The New York Times publicaba hace apenas unas semanas un artículo en el que recomendaba a sus lectores como darse un abrazo de forma segura. Según el firmante debemos situarnos frente a frente de la persona a la que vamos a abrazar y cada uno debe girar la cara en direcciones opuestas.
“Se ha llegado hasta el extremo de que no abrazar a alguien se entienda socialmente como un gesto de cariño y protección.”
A lo largo de los últimos meses hemos podido observar, con asombro, como se han adoptado nuevos comportamientos sociales como sustitutos de los abrazos, por ejemplo, saludarse con los pies –el llamado footshake– o rozarse con los codos.

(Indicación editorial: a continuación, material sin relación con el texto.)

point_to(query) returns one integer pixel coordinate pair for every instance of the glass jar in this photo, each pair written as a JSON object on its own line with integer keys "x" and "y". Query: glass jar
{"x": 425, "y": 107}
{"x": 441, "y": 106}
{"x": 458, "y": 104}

El año 1816 ha pasado a la historia como “el año sin verano”, debido a una disminución de la temperatura a nivel mundial como consecuencia de la erupción del volcán Tambora. Sería muy buena señal que este año –el 2020– fuese recordado simplemente como el “año sin abrazos”.
Seguramente, en estos momentos más de uno mirará de soslayo y con cierta envidia el abrazo del yacimiento gaditano del Campo de Hockey. Eran otros tiempos, un escenario pretérito en el que los abrazos eran posibles. Hagamos todo lo que esté en nuestras manos para que esos tiempos vuelvan a reinar.